Use mode="reschedule" to release worker slots between checks.

Query Optimization

# Good: Quick check with partition filter
sql="""
    SELECT 1
    FROM prod_analytics.core.events
    WHERE event_date = '{{ ds }}'
    LIMIT 1
"""

# With quality checks
sql="""
    SELECT COUNT(*) as cnt
    FROM prod_analytics.core.events
    WHERE event_date = '{{ ds }}'
        AND user_id IS NOT NULL
    HAVING COUNT(*) >= 1000
"""

Advanced Patterns 

Multiple Dependencies

from airflow.utils.task_group import TaskGroup

with TaskGroup("wait_for_dependencies") as wait_group:
    wait_for_users = DatabricksSqlSensor(
        task_id="wait_for_users",
        sql="SELECT 1 FROM prod_crm.core.users WHERE updated_date = '{{ ds }}' LIMIT 1",
        poke_interval=timedelta(minutes=15),
        timeout=timedelta(hours=2),
    )

    wait_for_transactions = DatabricksSqlSensor(
        task_id="wait_for_transactions",
        sql="SELECT 1 FROM prod_payments.core.transactions WHERE event_date = '{{ ds }}' LIMIT 1",
        poke_interval=timedelta(minutes=15),
        timeout=timedelta(hours=2),
    )

Date Ranges

# Monthly pipeline checking entire month
wait_for_month_data = DatabricksSqlSensor(
    task_id="wait_for_month_data",
    sql="""
        SELECT COUNT(DISTINCT event_date) as days
        FROM prod_analytics.core.daily_events
        WHERE event_date >= DATE_TRUNC('MONTH', TO_DATE('{{ ds }}'))
            AND event_date < DATE_TRUNC('MONTH', TO_DATE('{{ ds }}')) + INTERVAL 1 MONTH
        HAVING COUNT(DISTINCT event_date) >= 28
    """,
    poke_interval=timedelta(hours=1),
    timeout=timedelta(hours=12),
)

Comparison: Task vs. Data Sensors 

Task Sensor (Anti-Pattern)

wait_for_upstream = ExternalTaskSensor(
    task_id="wait_for_core_pipeline",
    external_dag_id="core_data_pipeline",
    external_task_id="load_data",
    execution_date_fn=lambda dt: dt - timedelta(hours=1),
)

Problems: Can’t trigger manually, fails if upstream delayed, complex date logic.

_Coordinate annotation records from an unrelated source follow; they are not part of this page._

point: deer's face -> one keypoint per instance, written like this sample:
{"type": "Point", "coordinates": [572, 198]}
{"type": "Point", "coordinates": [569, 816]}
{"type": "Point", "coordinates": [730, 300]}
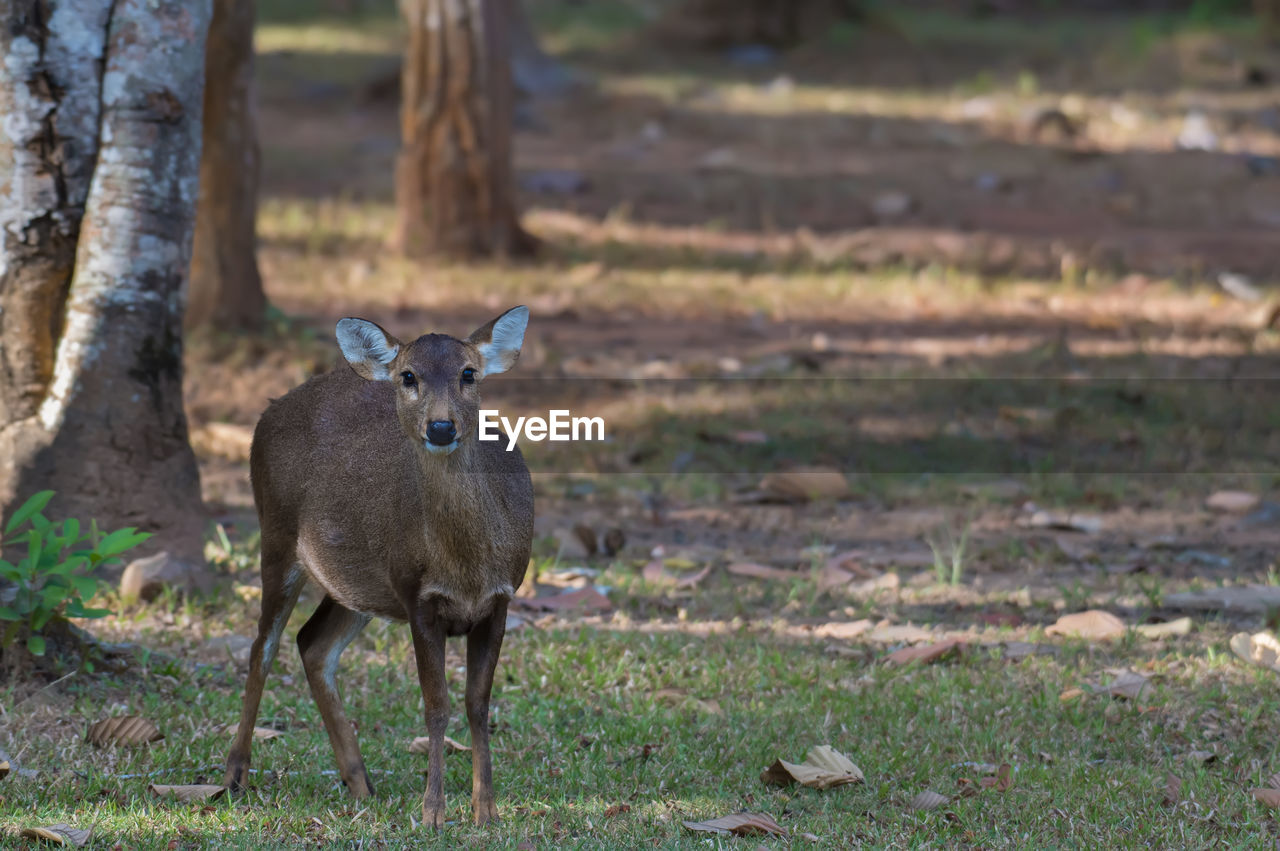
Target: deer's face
{"type": "Point", "coordinates": [437, 378]}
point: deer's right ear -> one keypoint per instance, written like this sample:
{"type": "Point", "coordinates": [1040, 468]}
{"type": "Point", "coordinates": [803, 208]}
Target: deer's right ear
{"type": "Point", "coordinates": [368, 348]}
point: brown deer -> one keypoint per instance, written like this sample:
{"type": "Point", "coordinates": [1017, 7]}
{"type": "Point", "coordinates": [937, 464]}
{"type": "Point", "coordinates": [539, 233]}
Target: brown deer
{"type": "Point", "coordinates": [370, 480]}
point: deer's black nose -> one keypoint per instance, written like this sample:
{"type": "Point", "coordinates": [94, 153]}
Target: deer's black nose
{"type": "Point", "coordinates": [442, 433]}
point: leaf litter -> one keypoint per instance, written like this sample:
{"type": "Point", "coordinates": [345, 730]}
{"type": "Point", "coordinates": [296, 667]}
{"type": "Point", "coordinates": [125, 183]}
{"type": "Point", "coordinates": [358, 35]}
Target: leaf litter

Data Sensor (Best Practice)

wait_for_data = DatabricksSqlSensor(
    task_id="wait_for_data",
    sql="SELECT 1 FROM prod_monetization.core.subscriptions WHERE event_date = '{{ ds }}' LIMIT 1",
    poke_interval=timedelta(minutes=10),
    timeout=timedelta(hours=2),
    mode="reschedule",
)

Advantages: Works with manual triggers, self-heals, no date calculations, independent of upstream structure.

Migration Strategy 

Identify Dependencies: List all ExternalTaskSensor instances
Add Data Sensors in Parallel: Keep existing sensors while testing new ones
Monitor: Validate data sensors work correctly
Remove Task Sensors: Once confident, remove old approach
Document: Specify data contracts for each DAG

Common Pitfalls 

Over-Checking

# Bad: Too frequent
poke_interval=timedelta(minutes=1)

# Good: Reasonable intervals
poke_interval=timedelta(minutes=15)

Missing Partition Filters

# Bad: Full table scan
sql="SELECT COUNT(*) FROM large_table WHERE status = 'complete'"

# Good: Partition filter
sql="SELECT COUNT(*) FROM large_table WHERE event_date = '{{ ds }}' AND status = 'complete'"

Insufficient Timeouts

# Risky
timeout=timedelta(minutes=30)

# Safer
timeout=timedelta(hours=2)